See this Prenup Primer by Forbes.com at MSNBC.com.

Divorce Blues

Tuesday, November 14th, 2006

Lawyers usually handle the legal and financial issues in a divorce and leave the emotional issues to a counselor or therapist. But I keep a box of tissues on my desk because people cry a lot in my office. Divorce hurts, whether you are the one that’s left or the one that’s leaving. There is not a lot of help or information out there about dealing with the pain of divorce. I stumbled across this site that has some tips and articles on the emotional issues in separation and divorce.

Reasonable Legal Fees for a Divorce –Oxymoron?

Monday, November 13th, 2006

A recent letter to the editor of the American Bar Journal Magazine said that one of the myths of divorce is that your legal fees will be affordable.

One of my clients said that a half hour of my time cost about the same as a piece of jewelry.

My partner, John Thyden, tells clients that a divorce costs about the same amount of money as a car. Then he says that your divorce may be a Volkswagon or a Rolls Royce.

Divorce lawyers charge by the hour and typically take advance fees called retainers. We are prohibited from taking contingent fees for divorces. Our fees are governed by the Code of Professional Responsibility which says that they must be “reasonable”. We are given a set of factors to determine what is reasonable and what is not. The factors include such things as how complex the case is and the amounts at stake.

Gary Cohen, a divorce lawyer in Greenwich, Connecticut represented a real estate developer in a marital estate worth one hundred million dollars. Mr. Cohen’s fee was $450 an hour. However, during mediation he asked his client for a three hundred thousand dollar bonus, which pushed his fee to $1,500 an hour. Now he is being investigated by state disciplinary officials to see if his fee was reasonable or not. From News 8 in Connecticut.

Shacking Up for Seniors

Friday, November 3rd, 2006

Divorce, like everything else, becomes more complicated with age. That is because there are usually more assets, like real estate, businesses, stocks and pensions to sort out.

Now comes word that more and more seniors are opting to live together without benefit of matrimony to protect their assets and avoid the financial entanglements of marriage and divorce.

There are problems created by living together however. If one party owns the house, and that party dies, for example. The other party can be thrown out by the heirs and end up homeless.

Or if both parties have contributed to the mortgage and repairs of a house for several years, and they split up, this can lead to claims and litigation.

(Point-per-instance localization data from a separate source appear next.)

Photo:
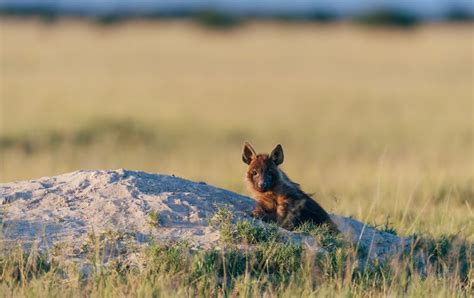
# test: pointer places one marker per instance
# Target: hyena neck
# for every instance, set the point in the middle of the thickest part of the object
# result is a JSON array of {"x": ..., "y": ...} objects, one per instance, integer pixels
[{"x": 285, "y": 185}]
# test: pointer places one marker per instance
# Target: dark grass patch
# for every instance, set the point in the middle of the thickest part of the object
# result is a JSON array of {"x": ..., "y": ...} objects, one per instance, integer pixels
[{"x": 389, "y": 18}]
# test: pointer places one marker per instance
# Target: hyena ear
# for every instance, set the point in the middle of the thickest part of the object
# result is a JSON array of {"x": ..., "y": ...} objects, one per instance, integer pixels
[
  {"x": 277, "y": 155},
  {"x": 248, "y": 154}
]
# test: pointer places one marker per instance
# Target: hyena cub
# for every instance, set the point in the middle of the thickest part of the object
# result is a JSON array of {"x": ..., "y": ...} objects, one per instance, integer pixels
[{"x": 278, "y": 198}]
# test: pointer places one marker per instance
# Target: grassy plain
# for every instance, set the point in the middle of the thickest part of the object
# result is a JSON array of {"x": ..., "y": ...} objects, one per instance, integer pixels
[{"x": 378, "y": 123}]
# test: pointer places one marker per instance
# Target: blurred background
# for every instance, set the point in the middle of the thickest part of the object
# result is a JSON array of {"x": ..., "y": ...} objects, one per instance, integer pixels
[{"x": 371, "y": 100}]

There are two legal solutions to these situations depending on whether you want to get married or not. If you are living together, a Cohabitation Agreement can set out rights and responsibilities even though you are not married.

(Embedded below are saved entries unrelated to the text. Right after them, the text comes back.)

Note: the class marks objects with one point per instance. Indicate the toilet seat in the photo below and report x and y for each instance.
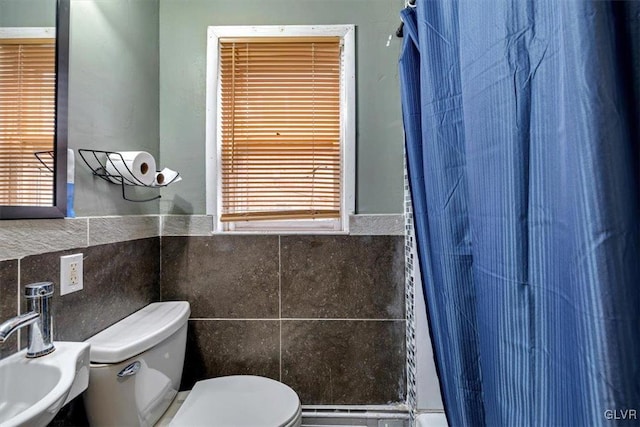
(240, 401)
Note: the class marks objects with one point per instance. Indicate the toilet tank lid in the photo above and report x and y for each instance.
(138, 332)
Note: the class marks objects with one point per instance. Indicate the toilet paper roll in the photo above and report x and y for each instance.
(135, 167)
(166, 176)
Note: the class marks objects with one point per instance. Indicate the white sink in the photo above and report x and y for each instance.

With a Cohabitation Agreement, the parties can fix their respective rights and liabilities with respect to property and other matters and thereby avoid conflicts later. They can ensure their living arrangement will not constitute a common law marriage in those states that still allow it.

The parties can determine how they will pay household bills. For example, they can set up a joint bank account to which each contributes a fixed amount per month. And they can agree that purchases made with these funds will be joint property.

A Cohabitation Agreement will usually define separate property. For example, separate property may include all assets at the beginning of the cohabitation plus gifts and inheritances, plus earnings before and during the cohabitation.

You can agree that joint property will be property purchased together during cohabitation with each owning a certain percentage of joint property. Commingled property can be presumed to be joint property. Upon termination of the agreement, that is when and if you cease to live together, joint property will be dividing according to percentage of ownership. Here is an example of a Cohabitation Agreement.

If you wish to marry, then a Pre-Nuptial Agreement can your protect assets, including real estate, stocks, pensions and business interests.

In connection with both Agreements, you may need to change deeds, insurance policies, pension beneficiaries and your will to make sure everything goes to the right person in the event of death.